What these moments share is not the external event but the internal experience it produces: a quality of not-knowing that is very difficult to be with. The identity that was built — carefully, over years, often with genuine effort and real achievement — no longer quite fits. And the new one has not yet arrived.

This in-between place carries its own particular suffering. The anxiety of not knowing what comes next. The grief of what has been lost, even when the loss was chosen. The disorientation of looking for yourself in the usual places and finding them empty. The fear, sometimes, that the new version of life will never be as good as the one that is ending.

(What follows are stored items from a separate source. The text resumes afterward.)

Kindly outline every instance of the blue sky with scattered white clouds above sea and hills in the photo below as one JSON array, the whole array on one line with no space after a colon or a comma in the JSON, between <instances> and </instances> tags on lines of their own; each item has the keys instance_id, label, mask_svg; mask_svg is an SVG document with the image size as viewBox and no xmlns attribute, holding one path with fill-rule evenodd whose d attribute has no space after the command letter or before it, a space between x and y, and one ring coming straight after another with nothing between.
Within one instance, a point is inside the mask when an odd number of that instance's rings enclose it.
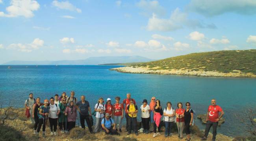
<instances>
[{"instance_id":1,"label":"blue sky with scattered white clouds above sea and hills","mask_svg":"<svg viewBox=\"0 0 256 141\"><path fill-rule=\"evenodd\" d=\"M0 64L256 49L256 0L0 0Z\"/></svg>"}]
</instances>

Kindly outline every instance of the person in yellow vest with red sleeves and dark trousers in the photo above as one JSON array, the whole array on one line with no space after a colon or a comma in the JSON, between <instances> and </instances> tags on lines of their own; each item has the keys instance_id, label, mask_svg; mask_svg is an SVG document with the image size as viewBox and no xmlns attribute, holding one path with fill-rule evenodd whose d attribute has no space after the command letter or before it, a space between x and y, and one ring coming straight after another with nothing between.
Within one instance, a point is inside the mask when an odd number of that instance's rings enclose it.
<instances>
[{"instance_id":1,"label":"person in yellow vest with red sleeves and dark trousers","mask_svg":"<svg viewBox=\"0 0 256 141\"><path fill-rule=\"evenodd\" d=\"M137 112L138 107L134 104L134 100L130 99L130 104L127 106L127 112L129 116L129 130L127 135L131 134L132 130L135 132L135 135L138 136L137 130Z\"/></svg>"}]
</instances>

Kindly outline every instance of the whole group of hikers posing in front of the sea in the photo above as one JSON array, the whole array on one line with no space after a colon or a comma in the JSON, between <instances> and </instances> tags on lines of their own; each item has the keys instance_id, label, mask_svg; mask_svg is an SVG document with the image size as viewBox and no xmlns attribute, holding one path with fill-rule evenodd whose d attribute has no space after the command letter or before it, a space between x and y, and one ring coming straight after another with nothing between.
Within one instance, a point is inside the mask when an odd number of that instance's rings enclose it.
<instances>
[{"instance_id":1,"label":"whole group of hikers posing in front of the sea","mask_svg":"<svg viewBox=\"0 0 256 141\"><path fill-rule=\"evenodd\" d=\"M160 100L152 97L149 105L147 99L144 99L140 109L138 109L135 99L131 98L131 94L128 93L122 102L120 102L121 98L117 96L114 104L111 103L110 98L107 99L106 104L104 104L103 98L99 98L92 113L90 104L85 100L85 96L81 96L80 101L77 101L74 95L74 91L71 91L69 97L63 92L61 96L56 94L54 98L50 98L50 103L48 99L41 103L40 98L34 99L33 94L30 94L29 98L25 101L25 107L30 110L30 115L32 115L30 119L32 123L35 123L34 134L38 135L43 126L43 137L45 137L45 127L48 120L51 135L57 135L57 125L59 125L61 133L69 132L75 127L76 119L79 118L81 127L85 129L86 121L91 134L104 130L106 134L120 135L119 132L122 132L122 119L125 116L127 135L134 132L138 136L137 113L140 110L143 133L148 134L150 127L153 127L154 133L152 137L161 135L160 122L163 116L165 137L171 136L171 128L176 123L178 137L183 139L183 130L185 128L186 140L190 141L191 139L189 127L193 125L194 111L191 109L189 102L186 102L186 108L183 107L181 102L177 104L176 109L172 107L171 102L167 102L166 107L163 108ZM220 115L219 112L221 112ZM77 113L79 113L79 116ZM94 114L96 123L93 130L92 115ZM211 126L213 126L212 139L213 141L215 140L218 121L223 115L224 112L221 107L216 105L215 99L212 99L211 105L208 107L207 125L202 140L206 140Z\"/></svg>"}]
</instances>

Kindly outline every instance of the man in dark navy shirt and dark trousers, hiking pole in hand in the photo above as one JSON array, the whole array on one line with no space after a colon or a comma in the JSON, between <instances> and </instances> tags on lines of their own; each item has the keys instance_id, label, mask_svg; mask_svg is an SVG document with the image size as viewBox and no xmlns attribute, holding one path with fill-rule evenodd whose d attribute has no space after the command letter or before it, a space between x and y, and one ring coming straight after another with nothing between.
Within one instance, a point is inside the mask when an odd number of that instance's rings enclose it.
<instances>
[{"instance_id":1,"label":"man in dark navy shirt and dark trousers, hiking pole in hand","mask_svg":"<svg viewBox=\"0 0 256 141\"><path fill-rule=\"evenodd\" d=\"M81 101L78 101L76 103L76 108L78 112L80 113L80 123L82 128L85 129L84 120L87 123L87 126L89 128L89 131L91 134L93 134L93 128L89 119L89 116L91 116L91 107L88 101L85 100L85 96L81 96ZM89 114L88 114L89 112Z\"/></svg>"}]
</instances>

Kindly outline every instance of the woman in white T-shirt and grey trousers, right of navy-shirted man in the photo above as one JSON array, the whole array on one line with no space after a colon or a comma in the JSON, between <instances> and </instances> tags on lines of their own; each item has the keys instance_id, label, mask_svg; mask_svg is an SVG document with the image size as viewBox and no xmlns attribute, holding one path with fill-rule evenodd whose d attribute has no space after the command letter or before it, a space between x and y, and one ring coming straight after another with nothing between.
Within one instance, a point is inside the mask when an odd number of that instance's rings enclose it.
<instances>
[{"instance_id":1,"label":"woman in white T-shirt and grey trousers, right of navy-shirted man","mask_svg":"<svg viewBox=\"0 0 256 141\"><path fill-rule=\"evenodd\" d=\"M106 110L106 107L103 104L103 98L98 99L98 103L95 105L94 110L96 111L96 124L94 127L94 132L98 133L101 131L101 121L104 117L104 112Z\"/></svg>"}]
</instances>

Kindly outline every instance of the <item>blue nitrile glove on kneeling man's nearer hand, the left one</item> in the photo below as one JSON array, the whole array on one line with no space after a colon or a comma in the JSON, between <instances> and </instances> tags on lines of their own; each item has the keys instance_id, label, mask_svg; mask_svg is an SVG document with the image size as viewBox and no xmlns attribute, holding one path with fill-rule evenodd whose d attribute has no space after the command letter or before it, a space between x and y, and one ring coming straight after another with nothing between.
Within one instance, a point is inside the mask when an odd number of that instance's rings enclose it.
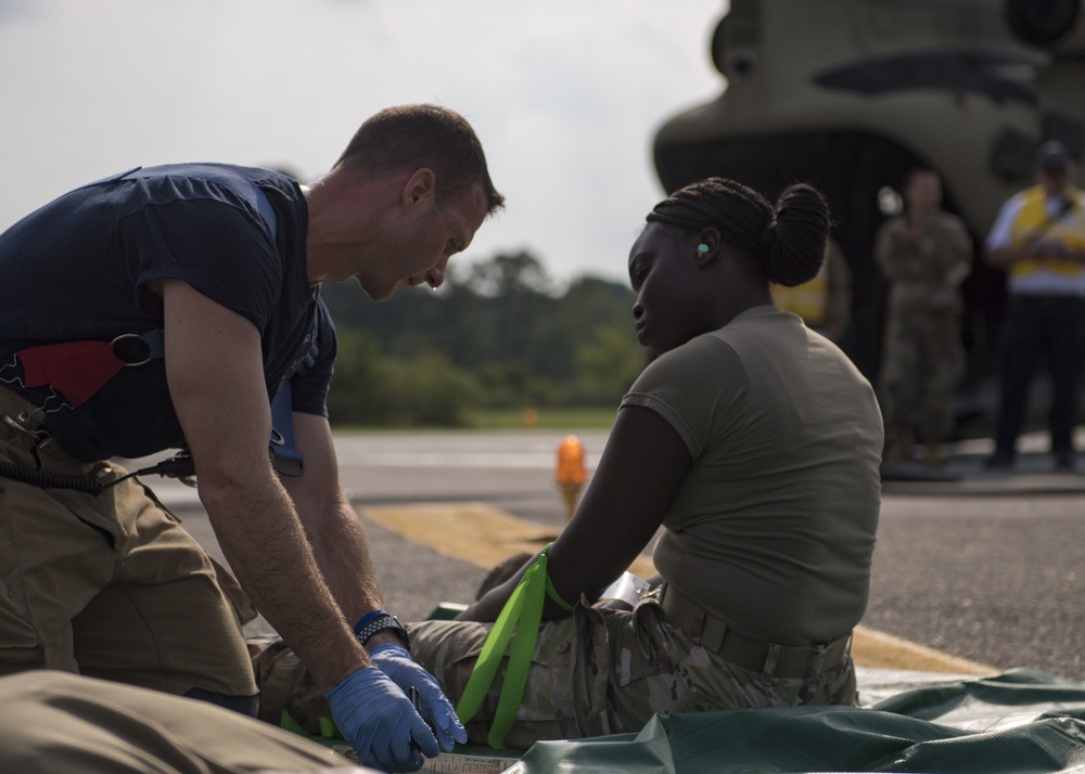
<instances>
[{"instance_id":1,"label":"blue nitrile glove on kneeling man's nearer hand, the left one","mask_svg":"<svg viewBox=\"0 0 1085 774\"><path fill-rule=\"evenodd\" d=\"M367 766L417 772L441 750L430 726L380 669L367 667L324 694L332 720ZM412 747L413 744L413 747Z\"/></svg>"}]
</instances>

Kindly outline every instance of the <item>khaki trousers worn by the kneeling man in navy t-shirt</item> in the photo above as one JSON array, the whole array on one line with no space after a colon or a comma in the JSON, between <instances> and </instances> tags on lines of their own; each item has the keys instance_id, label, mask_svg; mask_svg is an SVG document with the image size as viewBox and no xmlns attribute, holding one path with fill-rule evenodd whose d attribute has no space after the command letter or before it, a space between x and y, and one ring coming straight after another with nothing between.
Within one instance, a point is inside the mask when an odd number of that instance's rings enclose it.
<instances>
[{"instance_id":1,"label":"khaki trousers worn by the kneeling man in navy t-shirt","mask_svg":"<svg viewBox=\"0 0 1085 774\"><path fill-rule=\"evenodd\" d=\"M30 409L0 387L0 412ZM125 475L7 423L0 461L103 483ZM0 675L51 668L253 696L241 624L254 616L233 577L138 479L95 496L0 477Z\"/></svg>"}]
</instances>

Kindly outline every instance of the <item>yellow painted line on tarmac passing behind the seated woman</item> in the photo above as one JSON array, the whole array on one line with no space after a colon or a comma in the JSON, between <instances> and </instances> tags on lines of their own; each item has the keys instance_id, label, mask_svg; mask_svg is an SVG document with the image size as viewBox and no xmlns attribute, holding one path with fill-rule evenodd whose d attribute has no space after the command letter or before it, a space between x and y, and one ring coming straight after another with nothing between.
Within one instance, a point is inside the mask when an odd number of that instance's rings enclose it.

Most of what the world offers in response to transition is advice about what to do next — practical, forward-looking, oriented toward resolution. The practice here does something different. It sits with the transition itself. It develops the capacity to remain present in the not-knowing — not to resolve it prematurely, but to move through it with enough steadiness that what is genuinely next can emerge from something real rather than from anxiety.

In the contemplative traditions from which this work comes, transition is understood not as a problem to be solved but as a threshold — one of the most potent moments for genuine change, precisely because the old structures have loosened their grip. The darkness of the unknown, uncomfortable as it is, is also the condition in which something new becomes possible.

The practice doesn't speed that process up. It makes it liveable — and sometimes, surprisingly, meaningful.

What tends to be most relevant: meditation for developing the capacity to be with uncertainty without immediately needing to resolve it. Yoga for reconnecting with the body as a stable ground when the external world feels unstable. The basic view, for those drawn to the philosophical dimension of what transition actually is.